Beranda Opini Bensin Subsidi, Otak Irit: Mahasiswa PTN yang Jauh-Jauh Cuma Ngejar Absensi

Bensin Subsidi, Otak Irit: Mahasiswa PTN yang Jauh-Jauh Cuma Ngejar Absensi

0

Di tengah meroketnya harga BBM dan pemberlakuan subsidi yang hanya berlaku untuk mereka yang benar-benar membutuhkan, miris melihat mahasiswa Perguruan Tinggi Negeri (PTN) yang rela melintasi kota, gunung, bahkan lembah, hanya demi memenuhi presensi tanpa sedikit pun memanfaatkan waktu di kelas secara maksimal. Memang, hadir fisik itu penting.

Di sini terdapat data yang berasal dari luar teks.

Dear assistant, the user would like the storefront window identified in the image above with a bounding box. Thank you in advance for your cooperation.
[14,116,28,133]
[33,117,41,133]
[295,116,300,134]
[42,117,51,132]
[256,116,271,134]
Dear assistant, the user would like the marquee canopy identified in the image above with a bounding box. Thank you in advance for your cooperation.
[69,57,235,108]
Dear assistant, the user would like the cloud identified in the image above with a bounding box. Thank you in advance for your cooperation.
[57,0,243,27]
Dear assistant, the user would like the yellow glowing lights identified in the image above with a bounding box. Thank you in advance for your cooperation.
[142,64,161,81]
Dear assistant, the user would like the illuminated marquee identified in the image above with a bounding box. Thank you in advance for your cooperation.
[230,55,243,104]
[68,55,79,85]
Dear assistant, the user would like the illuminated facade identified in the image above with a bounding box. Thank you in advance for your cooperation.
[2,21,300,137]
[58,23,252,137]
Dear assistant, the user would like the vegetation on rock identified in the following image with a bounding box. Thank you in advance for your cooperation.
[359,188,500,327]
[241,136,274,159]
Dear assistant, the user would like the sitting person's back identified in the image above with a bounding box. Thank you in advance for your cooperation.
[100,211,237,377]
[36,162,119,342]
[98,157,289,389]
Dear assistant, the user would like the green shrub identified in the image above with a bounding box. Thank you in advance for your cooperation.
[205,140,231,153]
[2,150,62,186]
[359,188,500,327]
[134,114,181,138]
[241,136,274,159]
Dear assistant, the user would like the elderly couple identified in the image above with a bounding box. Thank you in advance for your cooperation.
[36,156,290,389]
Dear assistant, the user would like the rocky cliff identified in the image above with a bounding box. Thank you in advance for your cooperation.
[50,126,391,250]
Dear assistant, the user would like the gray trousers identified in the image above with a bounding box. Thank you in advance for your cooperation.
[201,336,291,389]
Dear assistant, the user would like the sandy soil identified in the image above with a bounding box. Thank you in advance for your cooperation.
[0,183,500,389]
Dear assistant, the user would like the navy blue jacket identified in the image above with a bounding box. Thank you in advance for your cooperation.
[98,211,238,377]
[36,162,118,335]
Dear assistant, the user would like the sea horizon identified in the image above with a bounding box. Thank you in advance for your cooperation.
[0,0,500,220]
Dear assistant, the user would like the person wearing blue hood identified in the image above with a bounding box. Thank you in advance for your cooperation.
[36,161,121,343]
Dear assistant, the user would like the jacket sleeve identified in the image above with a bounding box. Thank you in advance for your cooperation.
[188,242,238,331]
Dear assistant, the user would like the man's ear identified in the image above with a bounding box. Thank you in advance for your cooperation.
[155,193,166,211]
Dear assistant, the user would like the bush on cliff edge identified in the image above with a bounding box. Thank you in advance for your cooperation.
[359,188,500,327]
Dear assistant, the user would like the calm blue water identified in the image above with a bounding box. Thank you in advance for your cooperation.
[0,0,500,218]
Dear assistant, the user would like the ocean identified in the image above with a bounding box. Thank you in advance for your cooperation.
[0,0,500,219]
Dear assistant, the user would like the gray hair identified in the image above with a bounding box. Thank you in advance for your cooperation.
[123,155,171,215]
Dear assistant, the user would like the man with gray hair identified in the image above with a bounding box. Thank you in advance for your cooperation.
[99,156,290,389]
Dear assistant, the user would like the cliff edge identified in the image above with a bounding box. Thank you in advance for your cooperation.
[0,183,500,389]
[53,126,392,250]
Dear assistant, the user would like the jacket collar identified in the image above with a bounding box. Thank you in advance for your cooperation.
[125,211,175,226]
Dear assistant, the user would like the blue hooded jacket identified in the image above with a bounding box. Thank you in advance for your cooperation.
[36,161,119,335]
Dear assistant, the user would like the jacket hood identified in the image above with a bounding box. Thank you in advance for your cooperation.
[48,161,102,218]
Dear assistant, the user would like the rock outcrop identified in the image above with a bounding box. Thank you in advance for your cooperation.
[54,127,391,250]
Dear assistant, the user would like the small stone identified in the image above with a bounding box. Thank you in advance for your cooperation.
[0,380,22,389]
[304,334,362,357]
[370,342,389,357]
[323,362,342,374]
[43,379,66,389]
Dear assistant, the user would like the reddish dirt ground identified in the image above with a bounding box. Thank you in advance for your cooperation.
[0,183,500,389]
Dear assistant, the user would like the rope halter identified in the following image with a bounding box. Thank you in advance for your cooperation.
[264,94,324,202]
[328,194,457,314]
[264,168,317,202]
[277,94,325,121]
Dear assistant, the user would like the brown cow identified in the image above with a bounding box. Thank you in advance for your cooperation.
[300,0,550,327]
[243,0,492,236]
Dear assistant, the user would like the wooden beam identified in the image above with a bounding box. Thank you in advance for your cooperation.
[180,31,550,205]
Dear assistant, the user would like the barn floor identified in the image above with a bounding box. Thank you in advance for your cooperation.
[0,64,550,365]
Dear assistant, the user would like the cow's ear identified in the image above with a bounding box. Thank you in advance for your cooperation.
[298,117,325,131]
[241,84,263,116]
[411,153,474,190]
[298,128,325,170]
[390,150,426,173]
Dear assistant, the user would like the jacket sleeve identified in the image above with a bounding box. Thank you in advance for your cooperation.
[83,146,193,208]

Tapi lebih penting lagi esensi kehadiran itu sendiri: apakah duduk di bangku kelas hanya untuk mengejar absensi, atau seharusnya demi memperluas cakrawala pengetahuan? Minimal, kalau presentasi ya jangan lihat HP gitu dong!.

Lucunya, banyak mahasiswa PTN yang begitu ngirit dalam berpikir, sekadar datang lalu pulang, tak ada ambisi untuk berdiskusi atau berkontribusi dalam kelas. Ketika dosen mengatakan “apakah ada yang mau bertanya?” mereka secara kompak diam dan berlagak mendengarkan tanpa mengacungkan tangan. Namun, ketika ditanya “apakah ada yang belum diabsen?” mahasiswa yang datang terlambat langsung dengan PD-nya ngomong “Saya Pak”. Padahal, subsidi BBM yang mereka nikmati itu dibayar oleh pajak yang dikumpulkan dari seluruh rakyat. Ironis, bukan? Dengan fasilitas kuliah bersubsidi, pendidikan murah, hingga BBM yang diringankan, mahasiswa seperti ini hanya memanfaatkan semua fasilitas itu untuk sekadar mencentang daftar hadir. Otak irit, kalau tidak mau dibilang sekalian kosong (maklum, yang begini agak sensitif).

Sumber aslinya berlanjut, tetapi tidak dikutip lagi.